To tackle this, South32 partnered with Viostream in 2023 to communicate sensitive board-level information. Viostream is a video-hosting platform for marketing, corporate communications, investor relations, and learning and development purposes.  

Viostream allows South32 to make asynchronous video updates that meet the mining company’s cybersecurity standards, which is vital given the sensitivity of board-level communications. The mining company mainly shares project updates among board members by publishing videos on the Viostream channel, accessible via registration and features password protection.  

“One of the main requirements South32 asked for was the multi-factor authentication feature,” Paul Vecchiato, Viostream’s CTO, told GlobalData. He added: “The company did really enjoy the fact that we are an Australian organization and that all our hardware and data is residing in Australia, as per government guidelines.”  

Indeed, to comply with South32’s cybersecurity policy, Viostream hosts its videos, metadata, and user information in Australia in ISO-27001-certified facilities.   

When asked about the level of disruption that cybersecurity can cause, Vecchiato said: “It can really destroy companies’ reputation. Our clients are mainly publicly listed companies that have more mature corporate communications and investor relations requirements; therefore, they are likely to take more advantage of video platforms and also ensure that their video communications are secure as well.  

“Of course, when you experience a cyberattack, you are much more aware of the cybersecurity risks. Companies have been in general relaxed on this, but in the last 24 months in Australia we are seeing increased attacks, and we are seeing much more interest from our customers as well.”

In 2023, Canadian base metals mining company Lundin Mining adopted Dragos’ operational technology (OT) cybersecurity platform and OT Watch to bolster its cyber resilience.  

Dragos is an industrial cybersecurity solutions provider, and its OT cybersecurity technology helps Lundin Mining secure its industrial infrastructure.

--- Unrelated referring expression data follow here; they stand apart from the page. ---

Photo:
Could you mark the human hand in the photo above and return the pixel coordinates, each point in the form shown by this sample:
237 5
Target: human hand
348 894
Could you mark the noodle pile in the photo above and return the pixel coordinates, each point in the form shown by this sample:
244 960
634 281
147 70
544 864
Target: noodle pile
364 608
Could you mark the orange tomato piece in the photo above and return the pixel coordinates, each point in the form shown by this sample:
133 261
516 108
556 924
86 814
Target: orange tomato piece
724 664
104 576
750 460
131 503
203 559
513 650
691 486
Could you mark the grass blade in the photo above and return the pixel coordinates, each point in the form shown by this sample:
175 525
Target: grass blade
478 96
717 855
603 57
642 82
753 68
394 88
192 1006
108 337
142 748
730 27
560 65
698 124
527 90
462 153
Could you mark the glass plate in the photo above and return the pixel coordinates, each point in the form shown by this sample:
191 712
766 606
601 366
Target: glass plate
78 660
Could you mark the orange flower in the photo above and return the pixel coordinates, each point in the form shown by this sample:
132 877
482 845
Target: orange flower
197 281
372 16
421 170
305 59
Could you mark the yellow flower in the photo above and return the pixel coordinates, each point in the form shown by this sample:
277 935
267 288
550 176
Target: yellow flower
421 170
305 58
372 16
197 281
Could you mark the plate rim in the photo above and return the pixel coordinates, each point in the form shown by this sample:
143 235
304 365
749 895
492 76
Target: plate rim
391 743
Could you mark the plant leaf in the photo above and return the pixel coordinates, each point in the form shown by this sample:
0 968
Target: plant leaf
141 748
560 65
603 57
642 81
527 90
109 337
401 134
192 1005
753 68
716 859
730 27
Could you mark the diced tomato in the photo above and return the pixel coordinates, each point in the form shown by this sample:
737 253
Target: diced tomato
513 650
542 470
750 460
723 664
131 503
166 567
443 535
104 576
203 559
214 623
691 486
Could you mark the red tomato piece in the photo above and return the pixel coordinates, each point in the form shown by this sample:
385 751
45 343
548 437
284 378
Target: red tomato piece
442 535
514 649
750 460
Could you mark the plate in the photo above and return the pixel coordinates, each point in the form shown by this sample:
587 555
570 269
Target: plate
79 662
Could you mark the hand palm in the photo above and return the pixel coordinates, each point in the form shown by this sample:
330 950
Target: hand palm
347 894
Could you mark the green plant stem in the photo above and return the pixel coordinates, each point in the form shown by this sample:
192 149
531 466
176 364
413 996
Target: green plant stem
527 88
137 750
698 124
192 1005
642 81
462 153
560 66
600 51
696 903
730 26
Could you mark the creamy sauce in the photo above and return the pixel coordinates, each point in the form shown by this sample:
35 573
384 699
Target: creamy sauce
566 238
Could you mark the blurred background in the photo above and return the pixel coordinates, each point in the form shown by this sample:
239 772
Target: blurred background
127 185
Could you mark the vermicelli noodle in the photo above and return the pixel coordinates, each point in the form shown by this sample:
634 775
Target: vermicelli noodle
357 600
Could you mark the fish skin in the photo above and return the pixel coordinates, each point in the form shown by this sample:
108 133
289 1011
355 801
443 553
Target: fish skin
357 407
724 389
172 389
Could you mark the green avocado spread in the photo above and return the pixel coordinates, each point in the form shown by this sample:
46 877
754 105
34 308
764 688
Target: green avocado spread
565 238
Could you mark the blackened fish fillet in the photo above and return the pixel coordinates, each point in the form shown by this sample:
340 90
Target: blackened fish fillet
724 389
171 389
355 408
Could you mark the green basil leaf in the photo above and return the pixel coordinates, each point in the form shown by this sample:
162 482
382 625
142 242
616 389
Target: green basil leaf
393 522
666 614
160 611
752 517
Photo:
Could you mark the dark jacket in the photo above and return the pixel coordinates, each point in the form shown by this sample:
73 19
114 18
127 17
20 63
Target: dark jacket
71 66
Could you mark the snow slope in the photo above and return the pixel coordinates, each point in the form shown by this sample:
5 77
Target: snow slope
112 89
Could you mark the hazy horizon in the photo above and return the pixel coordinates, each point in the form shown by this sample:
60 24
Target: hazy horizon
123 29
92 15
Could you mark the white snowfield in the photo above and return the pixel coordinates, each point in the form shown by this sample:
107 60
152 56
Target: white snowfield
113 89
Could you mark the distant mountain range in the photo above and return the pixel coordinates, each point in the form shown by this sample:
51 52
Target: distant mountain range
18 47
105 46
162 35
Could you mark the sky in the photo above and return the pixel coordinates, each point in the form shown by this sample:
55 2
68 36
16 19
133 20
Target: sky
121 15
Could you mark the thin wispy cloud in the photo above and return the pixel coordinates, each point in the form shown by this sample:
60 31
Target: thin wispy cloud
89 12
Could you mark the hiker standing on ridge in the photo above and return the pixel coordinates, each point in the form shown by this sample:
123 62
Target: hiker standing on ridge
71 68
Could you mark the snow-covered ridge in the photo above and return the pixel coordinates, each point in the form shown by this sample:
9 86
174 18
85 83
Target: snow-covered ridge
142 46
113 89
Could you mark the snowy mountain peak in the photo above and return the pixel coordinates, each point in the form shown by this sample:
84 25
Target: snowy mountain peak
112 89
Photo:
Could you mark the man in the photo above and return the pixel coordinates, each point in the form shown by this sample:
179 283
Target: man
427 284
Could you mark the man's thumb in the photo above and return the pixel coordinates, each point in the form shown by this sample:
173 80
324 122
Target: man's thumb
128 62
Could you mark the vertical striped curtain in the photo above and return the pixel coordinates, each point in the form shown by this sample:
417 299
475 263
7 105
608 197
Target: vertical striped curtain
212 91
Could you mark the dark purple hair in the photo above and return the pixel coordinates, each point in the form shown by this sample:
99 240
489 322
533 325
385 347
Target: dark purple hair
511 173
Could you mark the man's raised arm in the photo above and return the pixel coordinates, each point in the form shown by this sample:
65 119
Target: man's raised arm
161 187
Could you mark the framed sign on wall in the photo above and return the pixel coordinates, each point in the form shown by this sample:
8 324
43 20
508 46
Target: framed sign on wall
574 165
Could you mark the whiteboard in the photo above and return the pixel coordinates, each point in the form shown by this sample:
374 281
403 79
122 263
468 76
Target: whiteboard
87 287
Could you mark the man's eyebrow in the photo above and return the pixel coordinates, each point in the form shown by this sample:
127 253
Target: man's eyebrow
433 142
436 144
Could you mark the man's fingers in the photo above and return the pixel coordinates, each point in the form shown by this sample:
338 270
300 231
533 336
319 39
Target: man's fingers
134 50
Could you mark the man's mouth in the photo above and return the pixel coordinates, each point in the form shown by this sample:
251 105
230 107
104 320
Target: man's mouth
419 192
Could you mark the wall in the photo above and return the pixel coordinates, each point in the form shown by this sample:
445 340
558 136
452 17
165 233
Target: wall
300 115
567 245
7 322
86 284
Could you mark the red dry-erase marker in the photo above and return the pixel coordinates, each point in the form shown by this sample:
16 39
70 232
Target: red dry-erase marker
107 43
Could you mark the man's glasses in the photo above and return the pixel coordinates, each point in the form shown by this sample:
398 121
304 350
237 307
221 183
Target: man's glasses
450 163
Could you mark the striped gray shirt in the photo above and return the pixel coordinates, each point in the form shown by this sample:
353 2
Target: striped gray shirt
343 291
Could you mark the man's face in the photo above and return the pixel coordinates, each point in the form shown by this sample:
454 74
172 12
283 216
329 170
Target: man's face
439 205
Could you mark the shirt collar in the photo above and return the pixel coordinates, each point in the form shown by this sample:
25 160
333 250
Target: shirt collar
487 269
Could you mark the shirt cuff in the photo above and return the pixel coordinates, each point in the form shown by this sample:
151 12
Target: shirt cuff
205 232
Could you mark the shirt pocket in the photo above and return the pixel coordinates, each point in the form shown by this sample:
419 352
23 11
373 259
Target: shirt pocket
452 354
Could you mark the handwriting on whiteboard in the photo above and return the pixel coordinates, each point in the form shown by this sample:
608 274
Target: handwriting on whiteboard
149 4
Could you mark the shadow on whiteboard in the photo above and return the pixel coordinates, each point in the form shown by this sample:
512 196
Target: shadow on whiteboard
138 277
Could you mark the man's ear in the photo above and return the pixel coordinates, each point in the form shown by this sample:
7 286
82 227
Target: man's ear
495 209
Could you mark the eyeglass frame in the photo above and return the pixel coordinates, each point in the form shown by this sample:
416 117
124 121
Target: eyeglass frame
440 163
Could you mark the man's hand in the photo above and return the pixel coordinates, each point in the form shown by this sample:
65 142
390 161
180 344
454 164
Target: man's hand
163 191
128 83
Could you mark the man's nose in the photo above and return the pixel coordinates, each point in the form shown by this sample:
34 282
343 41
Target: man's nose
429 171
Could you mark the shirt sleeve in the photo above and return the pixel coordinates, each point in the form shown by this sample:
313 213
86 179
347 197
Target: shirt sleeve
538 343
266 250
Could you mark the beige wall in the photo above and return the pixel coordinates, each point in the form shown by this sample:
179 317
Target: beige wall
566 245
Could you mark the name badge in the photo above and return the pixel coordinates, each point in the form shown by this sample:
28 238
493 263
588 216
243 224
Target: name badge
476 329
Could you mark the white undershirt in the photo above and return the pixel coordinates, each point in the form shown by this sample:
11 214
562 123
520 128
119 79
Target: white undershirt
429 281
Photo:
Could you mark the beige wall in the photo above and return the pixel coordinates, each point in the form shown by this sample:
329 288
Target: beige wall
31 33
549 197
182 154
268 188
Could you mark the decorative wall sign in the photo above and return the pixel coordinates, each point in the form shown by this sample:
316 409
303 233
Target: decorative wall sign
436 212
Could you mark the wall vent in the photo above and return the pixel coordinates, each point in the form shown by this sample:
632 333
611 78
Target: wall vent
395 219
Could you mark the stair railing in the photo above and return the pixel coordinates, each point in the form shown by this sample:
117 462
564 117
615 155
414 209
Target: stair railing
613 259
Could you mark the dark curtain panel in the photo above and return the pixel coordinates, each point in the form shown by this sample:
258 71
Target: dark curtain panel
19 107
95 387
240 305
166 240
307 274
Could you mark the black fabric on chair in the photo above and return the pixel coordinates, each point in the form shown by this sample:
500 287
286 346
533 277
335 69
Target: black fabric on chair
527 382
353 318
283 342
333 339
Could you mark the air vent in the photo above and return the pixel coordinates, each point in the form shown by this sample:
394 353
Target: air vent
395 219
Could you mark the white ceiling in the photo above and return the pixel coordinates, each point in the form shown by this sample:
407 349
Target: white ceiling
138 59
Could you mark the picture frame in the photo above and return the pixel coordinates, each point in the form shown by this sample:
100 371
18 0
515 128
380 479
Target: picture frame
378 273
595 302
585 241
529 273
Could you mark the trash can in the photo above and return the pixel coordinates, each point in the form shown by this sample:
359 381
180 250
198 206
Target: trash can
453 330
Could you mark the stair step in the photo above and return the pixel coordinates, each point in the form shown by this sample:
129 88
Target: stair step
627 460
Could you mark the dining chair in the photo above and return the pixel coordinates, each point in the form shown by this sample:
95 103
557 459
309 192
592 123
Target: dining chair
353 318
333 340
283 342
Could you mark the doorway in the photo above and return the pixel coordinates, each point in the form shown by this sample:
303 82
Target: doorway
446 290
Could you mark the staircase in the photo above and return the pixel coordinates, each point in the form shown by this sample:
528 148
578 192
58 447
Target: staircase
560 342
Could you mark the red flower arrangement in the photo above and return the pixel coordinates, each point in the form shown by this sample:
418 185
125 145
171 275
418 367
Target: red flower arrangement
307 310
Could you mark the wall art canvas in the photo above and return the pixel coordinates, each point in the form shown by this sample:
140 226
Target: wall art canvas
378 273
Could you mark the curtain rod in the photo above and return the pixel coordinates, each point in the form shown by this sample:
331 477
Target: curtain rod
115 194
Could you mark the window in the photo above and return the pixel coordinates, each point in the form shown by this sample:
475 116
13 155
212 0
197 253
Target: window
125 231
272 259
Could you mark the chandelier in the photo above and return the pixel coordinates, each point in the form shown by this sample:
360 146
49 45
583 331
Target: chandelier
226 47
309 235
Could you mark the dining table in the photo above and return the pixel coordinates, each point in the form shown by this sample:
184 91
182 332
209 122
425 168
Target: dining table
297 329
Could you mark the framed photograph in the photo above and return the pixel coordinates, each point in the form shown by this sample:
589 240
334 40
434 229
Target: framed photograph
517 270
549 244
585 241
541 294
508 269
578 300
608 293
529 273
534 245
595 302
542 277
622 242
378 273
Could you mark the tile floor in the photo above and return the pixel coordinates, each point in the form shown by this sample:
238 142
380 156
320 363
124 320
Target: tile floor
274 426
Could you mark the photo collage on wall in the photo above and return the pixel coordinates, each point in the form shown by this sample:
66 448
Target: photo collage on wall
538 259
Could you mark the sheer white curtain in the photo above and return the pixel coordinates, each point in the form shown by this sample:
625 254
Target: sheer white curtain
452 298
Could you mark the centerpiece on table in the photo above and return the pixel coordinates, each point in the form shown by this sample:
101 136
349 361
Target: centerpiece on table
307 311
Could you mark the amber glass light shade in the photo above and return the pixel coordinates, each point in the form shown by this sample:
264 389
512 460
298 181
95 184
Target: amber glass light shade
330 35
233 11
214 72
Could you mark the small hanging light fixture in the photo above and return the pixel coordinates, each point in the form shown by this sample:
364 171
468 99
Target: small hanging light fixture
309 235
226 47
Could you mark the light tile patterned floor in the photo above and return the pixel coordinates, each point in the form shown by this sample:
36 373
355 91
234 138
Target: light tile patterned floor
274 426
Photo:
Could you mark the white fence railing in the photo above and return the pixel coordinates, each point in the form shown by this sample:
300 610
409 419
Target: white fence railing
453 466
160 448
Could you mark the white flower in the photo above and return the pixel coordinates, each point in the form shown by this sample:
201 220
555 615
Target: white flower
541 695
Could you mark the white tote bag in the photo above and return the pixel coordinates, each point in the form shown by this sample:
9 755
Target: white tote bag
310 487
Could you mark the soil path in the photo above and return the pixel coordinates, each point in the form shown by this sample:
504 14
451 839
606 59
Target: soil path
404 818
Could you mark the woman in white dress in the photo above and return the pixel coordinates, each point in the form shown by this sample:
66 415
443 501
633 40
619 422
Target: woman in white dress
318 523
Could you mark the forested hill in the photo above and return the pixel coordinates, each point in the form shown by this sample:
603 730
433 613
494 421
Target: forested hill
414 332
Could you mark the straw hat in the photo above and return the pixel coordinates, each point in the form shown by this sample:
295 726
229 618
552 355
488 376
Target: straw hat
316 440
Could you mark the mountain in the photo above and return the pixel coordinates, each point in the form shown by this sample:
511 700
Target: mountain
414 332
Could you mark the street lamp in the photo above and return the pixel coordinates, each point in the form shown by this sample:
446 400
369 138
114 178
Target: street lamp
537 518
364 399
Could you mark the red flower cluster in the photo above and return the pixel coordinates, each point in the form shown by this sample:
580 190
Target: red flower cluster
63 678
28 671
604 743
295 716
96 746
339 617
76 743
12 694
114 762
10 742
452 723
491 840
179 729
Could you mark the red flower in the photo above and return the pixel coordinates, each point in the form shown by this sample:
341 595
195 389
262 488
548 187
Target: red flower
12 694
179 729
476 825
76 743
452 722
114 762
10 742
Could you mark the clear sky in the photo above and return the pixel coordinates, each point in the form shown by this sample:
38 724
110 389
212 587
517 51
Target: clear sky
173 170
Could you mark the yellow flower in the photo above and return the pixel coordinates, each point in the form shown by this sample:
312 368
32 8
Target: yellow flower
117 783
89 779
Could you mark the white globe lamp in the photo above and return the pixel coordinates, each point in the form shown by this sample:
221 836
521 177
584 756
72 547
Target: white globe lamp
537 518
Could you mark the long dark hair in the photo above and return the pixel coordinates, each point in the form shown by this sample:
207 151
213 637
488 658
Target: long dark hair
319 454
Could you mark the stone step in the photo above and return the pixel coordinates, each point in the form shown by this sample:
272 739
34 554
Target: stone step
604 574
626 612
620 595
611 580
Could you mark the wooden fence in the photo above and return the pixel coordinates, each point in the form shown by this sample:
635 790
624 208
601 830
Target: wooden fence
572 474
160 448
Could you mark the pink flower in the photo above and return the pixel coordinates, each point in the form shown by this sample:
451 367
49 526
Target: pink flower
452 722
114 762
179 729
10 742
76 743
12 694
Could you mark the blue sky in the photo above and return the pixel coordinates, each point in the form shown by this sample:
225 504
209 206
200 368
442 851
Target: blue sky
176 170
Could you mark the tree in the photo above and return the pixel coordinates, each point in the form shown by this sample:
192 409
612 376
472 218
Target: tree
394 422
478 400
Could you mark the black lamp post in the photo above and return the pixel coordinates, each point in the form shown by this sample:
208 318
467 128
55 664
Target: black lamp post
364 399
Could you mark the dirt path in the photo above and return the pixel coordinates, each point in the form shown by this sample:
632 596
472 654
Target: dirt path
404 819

Among the main challenges Dragos faced were the mining company’s interconnected industrial control systems (ICS) and OT assets spanning multiple continents.  

Lundin Mining adopted both Dragos OT Cybersecurity Platform and OT Watch. The former can find the root cause analysis of operational issues, conduct automated asset inventory, verify and prioritize vulnerabilities or supply chain risks, respond to regulatory audits, and hunt for threats based on threat intelligence. The latter incorporates ICS intrusion detection analysts and investigators dedicated to hunting for potential cyber threats.